Being digital, phased array UT machines can store large amounts of inspection data and they embed software that enables inspection reports to be generated quickly and immediately after an inspection is completed. Where required, images of the inspected component can also be embedded into the reports. “The data collected can be copied onto memory cards for uploading onto computer systems, emailing to clients or archiving for long term traceability,” notes Digby.

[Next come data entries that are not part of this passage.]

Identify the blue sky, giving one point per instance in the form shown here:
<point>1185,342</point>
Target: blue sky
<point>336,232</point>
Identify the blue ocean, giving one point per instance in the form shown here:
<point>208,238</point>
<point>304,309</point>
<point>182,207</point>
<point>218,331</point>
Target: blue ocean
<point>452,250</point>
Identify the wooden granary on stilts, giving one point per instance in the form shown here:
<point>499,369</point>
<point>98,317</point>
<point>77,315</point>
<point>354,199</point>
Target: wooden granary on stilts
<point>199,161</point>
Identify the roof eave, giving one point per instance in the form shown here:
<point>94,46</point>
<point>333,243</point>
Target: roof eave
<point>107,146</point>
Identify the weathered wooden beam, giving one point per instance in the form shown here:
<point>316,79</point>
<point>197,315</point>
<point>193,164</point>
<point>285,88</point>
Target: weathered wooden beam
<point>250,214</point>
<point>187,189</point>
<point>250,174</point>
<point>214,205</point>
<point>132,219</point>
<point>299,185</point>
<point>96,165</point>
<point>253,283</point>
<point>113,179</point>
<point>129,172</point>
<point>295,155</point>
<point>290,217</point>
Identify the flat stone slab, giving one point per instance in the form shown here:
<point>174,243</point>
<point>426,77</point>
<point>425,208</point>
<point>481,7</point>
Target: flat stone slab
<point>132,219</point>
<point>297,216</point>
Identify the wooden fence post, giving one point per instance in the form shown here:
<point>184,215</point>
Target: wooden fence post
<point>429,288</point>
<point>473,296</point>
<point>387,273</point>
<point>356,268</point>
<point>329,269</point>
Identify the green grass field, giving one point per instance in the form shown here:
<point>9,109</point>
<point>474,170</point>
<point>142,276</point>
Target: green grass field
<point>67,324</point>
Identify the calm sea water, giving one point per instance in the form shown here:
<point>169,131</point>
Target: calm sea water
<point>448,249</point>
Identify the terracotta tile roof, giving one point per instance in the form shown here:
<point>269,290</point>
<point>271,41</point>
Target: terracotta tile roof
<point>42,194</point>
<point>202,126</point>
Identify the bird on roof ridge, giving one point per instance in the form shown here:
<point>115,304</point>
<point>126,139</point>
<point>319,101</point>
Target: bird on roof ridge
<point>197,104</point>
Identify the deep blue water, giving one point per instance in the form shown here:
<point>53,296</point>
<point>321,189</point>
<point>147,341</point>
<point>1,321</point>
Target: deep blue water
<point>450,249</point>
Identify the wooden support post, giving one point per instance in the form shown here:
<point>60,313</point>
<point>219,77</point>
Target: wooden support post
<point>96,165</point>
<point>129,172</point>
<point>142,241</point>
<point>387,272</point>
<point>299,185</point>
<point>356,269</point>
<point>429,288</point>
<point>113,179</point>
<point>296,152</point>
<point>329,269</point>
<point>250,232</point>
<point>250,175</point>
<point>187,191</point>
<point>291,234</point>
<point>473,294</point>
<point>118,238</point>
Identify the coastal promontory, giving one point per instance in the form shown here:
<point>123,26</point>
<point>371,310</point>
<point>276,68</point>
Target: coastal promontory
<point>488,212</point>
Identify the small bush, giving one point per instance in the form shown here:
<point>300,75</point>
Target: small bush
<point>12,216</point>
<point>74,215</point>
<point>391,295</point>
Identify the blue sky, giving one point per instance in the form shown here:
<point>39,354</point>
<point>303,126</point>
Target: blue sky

“Phased array UT is being used more and more, sometimes to replace traditional UT inspections but, increasingly, as an alternative to radiographic inspection (RT). Inside a boiler, for example, boiler tubes were historically X-rayed. Due to safety concerns, it meant all the welders, grinders and workers anywhere in the vicinity of the inspection area had to stop and move away.
“Using phased array UT, an inspector and a welder can work side by side. As soon as the weld cools down sufficiently to be touched, a phased array inspection can be completed. The results can be viewed online by the welder, who can see exactly what is going wrong and, if allowed, the problem can be fixed immediately and the welds retested,” he says.
“If using X-ray technology, the entire area would have to be cleared before X-ray exposure. The films would then be taken away for processing, which could take days. If there was a problem, the maintenance team would have to be informed to reschedule the repair and the repaired weld would have to be re-radiographed.
In terms of the possibility of detection, Digby says phased array offers better reliability and sensitivity. “We are now finding things that have been invisible in the past, such as fine cracks and small areas of lack of fusion. Phased array has been found to be excellent in exposing such imperfections,” he concludes.